Time for my curry dish… 73, Jan.
 More Research, Again
- Looking at BeagleBone variants, the Black and Green are the best candidates. The Black has video (HDMI), the Green does not. On the other hand, the Black uses a nice +5V jack for powering the unit, whereas the Green uses (micro-)USB. In addition, the Green is roughly €10~€15 cheaper than the Black, and has two Serial I/O Grove connectors (one for I2C). In terms of I/O-headers (and other specs), they are equivalent. I have a slight preference for Green over Black.
- Both Green and Black come in a wireless variant (sacrificing Ethernet), which we do not want!
- Many options (GPIO, SPI, possibly with one of the two PRUs) for getting data into and out of Linux (also: filesystem-based I/O; memory-mapped I/O, C/C++/Python support).
- However, quite complicated and not as well documented as (e.g.) the Arduino family (or the RPi for that matter).
- Need to consider 3.3V in-/outputs!
- Still, believe it can be done -> Added 2x BB Green to my Mouser Basket.
 GPIB Custom IC Research
Today, I added a few resources on GPIB Custom ICs in my project’s documentation directory. In particular, I added the manual/datasheet of the TMS9914A General Purpose Interface Bus (GPIB) Controller, which is still available from ebay…
 Some Connector Research
For the GPIB connector, we take a look at the ProLogix-GPIB-ENET:
The connector has 24 positions and is a Centronics female type.
I’m a bit concerned about the mounting holes and screws (latter appear to be absent).
For the moment, I added three of each in my Mouser basket.
 Found IEEE-488
Today, I finally found my copies of the IEEE-488 Std. (They are not available here.) I found the recommended resistive termination:
- RL1: 3 kΩ ± 5% (to Vcc)
- RL2: 6.2 kΩ ± 5% (to ground)
Solutions found (e.g., https://raw.githubusercontent.com/elektronomikon/raspi_gpib_shield/master/Documentation/RPi_GPIB_Shield.pdf) typically use 3.3 kΩ and 6.8 kΩ.

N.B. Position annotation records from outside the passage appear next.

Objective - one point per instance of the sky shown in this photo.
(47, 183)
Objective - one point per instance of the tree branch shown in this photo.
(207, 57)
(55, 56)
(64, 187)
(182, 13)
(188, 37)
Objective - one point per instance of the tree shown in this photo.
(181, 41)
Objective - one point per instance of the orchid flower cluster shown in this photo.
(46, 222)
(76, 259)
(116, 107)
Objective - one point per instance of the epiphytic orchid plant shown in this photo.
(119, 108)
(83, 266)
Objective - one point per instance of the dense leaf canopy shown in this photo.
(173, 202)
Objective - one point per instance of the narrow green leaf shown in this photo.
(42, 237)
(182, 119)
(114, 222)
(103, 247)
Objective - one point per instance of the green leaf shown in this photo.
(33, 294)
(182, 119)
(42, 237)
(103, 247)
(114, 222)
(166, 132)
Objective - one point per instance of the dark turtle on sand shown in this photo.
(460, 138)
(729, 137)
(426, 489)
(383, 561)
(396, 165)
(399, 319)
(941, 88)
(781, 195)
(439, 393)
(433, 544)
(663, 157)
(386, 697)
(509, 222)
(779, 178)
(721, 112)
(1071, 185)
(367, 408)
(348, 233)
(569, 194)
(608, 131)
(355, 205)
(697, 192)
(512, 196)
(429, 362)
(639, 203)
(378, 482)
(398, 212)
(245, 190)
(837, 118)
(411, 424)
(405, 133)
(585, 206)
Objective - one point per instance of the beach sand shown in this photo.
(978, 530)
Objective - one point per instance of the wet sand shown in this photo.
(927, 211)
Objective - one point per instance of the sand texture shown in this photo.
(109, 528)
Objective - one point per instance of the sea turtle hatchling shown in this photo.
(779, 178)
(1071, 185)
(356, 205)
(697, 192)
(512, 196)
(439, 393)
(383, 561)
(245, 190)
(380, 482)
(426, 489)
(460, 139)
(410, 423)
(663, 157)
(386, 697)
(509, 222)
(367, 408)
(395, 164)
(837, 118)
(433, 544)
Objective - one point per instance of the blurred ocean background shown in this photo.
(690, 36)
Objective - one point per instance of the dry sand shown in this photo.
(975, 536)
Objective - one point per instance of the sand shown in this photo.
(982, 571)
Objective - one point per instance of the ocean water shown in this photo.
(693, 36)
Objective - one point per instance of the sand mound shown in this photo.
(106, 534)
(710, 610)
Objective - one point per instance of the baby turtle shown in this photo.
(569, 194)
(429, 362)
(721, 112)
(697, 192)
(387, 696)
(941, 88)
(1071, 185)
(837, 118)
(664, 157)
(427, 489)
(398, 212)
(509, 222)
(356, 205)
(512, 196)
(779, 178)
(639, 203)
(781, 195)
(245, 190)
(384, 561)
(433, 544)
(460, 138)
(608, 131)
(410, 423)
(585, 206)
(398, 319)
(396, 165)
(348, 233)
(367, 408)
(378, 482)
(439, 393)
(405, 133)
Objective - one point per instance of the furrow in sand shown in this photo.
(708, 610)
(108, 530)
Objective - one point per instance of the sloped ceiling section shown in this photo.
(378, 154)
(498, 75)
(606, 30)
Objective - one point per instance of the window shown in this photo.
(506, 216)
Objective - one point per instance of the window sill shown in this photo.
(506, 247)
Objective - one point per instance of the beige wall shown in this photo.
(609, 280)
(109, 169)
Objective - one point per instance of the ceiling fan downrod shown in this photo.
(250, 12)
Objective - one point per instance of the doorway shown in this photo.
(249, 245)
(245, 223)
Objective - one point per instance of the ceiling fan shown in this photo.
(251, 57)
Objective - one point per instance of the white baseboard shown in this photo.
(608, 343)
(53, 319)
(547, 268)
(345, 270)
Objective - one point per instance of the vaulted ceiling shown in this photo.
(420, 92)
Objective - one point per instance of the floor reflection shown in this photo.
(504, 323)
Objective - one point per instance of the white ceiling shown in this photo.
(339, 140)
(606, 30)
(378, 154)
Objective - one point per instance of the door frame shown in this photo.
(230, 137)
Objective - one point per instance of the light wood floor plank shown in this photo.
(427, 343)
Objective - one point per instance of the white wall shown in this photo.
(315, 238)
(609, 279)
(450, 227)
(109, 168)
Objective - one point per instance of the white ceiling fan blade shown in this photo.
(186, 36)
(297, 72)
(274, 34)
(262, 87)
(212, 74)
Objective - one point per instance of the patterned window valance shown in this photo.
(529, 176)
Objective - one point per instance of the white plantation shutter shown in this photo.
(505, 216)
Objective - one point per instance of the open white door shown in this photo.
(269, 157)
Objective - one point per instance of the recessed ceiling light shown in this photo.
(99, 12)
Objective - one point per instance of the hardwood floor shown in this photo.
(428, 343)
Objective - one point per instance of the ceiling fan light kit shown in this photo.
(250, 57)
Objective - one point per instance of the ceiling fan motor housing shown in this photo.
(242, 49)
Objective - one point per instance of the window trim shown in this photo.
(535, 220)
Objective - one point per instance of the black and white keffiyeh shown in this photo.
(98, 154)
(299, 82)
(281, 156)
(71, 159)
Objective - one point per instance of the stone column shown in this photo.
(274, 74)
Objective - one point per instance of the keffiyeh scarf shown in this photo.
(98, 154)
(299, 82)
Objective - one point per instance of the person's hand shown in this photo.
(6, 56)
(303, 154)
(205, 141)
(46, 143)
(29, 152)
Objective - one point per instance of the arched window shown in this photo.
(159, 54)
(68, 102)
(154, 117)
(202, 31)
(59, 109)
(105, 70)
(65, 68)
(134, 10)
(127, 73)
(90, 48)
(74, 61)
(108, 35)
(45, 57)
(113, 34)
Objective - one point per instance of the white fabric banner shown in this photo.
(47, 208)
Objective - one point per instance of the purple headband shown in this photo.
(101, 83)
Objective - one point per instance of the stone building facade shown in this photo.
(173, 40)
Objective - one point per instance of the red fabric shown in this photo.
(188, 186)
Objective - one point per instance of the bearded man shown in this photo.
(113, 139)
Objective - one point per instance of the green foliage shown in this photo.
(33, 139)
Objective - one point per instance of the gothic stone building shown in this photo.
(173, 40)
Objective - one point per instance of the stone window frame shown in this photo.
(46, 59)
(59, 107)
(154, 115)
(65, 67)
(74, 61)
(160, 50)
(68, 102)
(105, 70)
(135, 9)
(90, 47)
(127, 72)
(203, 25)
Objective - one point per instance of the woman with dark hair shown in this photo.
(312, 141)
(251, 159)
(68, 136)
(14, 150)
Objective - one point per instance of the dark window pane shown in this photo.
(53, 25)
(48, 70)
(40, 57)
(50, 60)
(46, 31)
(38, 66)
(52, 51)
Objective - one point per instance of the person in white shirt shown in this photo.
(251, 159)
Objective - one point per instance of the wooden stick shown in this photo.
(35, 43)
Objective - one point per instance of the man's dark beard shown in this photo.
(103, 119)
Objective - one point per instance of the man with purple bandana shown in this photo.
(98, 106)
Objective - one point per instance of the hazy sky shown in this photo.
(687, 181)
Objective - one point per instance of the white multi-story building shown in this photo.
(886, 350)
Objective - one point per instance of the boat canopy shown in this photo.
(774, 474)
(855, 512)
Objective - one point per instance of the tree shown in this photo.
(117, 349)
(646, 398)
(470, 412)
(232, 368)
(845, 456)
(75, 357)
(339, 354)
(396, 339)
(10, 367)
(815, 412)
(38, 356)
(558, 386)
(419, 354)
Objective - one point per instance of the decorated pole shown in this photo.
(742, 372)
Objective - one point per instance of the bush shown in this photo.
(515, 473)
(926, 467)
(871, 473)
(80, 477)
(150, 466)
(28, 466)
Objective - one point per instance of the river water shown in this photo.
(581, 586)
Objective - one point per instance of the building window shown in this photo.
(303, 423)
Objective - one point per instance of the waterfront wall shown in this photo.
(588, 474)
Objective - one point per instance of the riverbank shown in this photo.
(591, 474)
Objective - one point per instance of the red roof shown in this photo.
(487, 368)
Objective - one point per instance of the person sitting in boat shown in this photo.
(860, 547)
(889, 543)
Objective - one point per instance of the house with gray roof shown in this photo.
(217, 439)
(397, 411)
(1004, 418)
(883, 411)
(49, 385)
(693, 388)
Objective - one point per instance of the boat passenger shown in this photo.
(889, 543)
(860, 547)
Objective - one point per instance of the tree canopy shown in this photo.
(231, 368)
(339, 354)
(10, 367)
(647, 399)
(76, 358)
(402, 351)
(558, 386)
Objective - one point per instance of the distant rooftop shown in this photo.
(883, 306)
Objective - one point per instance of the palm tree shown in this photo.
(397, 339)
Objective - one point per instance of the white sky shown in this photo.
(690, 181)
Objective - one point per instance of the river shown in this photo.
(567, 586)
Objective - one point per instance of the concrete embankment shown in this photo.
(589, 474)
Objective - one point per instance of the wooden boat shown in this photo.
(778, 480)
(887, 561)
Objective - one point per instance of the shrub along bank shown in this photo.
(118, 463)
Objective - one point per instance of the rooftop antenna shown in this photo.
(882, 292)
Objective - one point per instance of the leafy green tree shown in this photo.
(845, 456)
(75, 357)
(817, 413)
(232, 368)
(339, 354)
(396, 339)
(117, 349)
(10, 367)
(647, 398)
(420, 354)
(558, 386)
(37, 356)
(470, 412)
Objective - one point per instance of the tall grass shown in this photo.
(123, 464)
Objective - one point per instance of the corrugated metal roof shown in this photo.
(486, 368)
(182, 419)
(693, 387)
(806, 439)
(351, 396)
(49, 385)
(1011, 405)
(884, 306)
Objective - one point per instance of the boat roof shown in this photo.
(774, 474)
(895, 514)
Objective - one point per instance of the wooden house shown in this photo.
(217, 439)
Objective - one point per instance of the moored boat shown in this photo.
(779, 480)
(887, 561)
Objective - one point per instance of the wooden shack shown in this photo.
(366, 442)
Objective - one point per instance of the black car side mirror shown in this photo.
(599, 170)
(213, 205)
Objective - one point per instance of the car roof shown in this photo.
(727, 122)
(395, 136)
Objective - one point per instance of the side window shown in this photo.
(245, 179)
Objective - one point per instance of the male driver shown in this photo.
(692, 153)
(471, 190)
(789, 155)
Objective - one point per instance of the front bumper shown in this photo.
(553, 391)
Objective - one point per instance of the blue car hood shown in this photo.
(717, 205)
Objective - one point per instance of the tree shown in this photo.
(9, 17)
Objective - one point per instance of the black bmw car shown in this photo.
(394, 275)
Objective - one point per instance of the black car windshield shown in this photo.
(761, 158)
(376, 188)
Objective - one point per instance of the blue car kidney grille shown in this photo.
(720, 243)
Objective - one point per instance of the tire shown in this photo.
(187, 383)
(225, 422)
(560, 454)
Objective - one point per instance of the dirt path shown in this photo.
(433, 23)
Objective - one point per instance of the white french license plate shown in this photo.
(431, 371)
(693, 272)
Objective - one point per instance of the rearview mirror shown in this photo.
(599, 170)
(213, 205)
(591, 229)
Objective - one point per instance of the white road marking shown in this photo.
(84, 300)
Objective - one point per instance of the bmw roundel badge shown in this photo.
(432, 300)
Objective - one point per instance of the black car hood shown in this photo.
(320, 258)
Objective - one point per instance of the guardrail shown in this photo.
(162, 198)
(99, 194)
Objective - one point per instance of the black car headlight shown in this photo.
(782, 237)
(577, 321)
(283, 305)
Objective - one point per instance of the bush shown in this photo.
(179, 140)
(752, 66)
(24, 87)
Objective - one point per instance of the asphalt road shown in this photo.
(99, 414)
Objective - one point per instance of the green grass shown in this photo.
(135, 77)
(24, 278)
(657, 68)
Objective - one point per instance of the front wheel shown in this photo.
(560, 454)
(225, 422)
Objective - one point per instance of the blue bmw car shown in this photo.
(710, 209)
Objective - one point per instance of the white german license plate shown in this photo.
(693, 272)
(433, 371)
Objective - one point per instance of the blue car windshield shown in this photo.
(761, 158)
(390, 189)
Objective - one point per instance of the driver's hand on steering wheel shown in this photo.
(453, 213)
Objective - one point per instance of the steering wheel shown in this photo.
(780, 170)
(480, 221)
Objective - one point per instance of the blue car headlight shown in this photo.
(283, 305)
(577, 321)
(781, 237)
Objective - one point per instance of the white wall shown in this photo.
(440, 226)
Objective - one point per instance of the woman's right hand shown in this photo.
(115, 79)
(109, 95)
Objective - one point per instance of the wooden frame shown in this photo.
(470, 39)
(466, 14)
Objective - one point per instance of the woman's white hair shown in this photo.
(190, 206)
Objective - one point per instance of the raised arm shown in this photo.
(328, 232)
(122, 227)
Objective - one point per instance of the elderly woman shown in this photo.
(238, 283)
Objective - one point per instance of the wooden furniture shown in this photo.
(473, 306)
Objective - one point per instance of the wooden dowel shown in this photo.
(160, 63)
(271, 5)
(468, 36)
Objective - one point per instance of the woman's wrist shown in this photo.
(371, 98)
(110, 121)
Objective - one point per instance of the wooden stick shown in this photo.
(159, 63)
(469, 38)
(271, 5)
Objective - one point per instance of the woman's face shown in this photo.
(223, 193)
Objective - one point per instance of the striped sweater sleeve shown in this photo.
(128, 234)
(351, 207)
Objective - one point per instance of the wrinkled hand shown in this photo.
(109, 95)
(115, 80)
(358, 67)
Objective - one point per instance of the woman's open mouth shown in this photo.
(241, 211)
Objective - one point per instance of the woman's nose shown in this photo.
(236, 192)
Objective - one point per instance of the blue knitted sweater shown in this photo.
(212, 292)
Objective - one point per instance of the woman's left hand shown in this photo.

I added 20x 3.3 kΩ and 20x 6.8 kΩ resistor arrays (8 per array) to my Mouser basket, along with 100x 2N7002L for 3.3V-5V Level Conversion according to http://joe-ideas.blogspot.com/2013/09/bidirectional-33v-5v-evel-shifter.html. Also, 10 kΩ resistor arrays were added to the basket.
Well, I ordered and paid the basket at Mouser. Time to brace ourselves for the massive France-Germany soccer game! 73, Jan.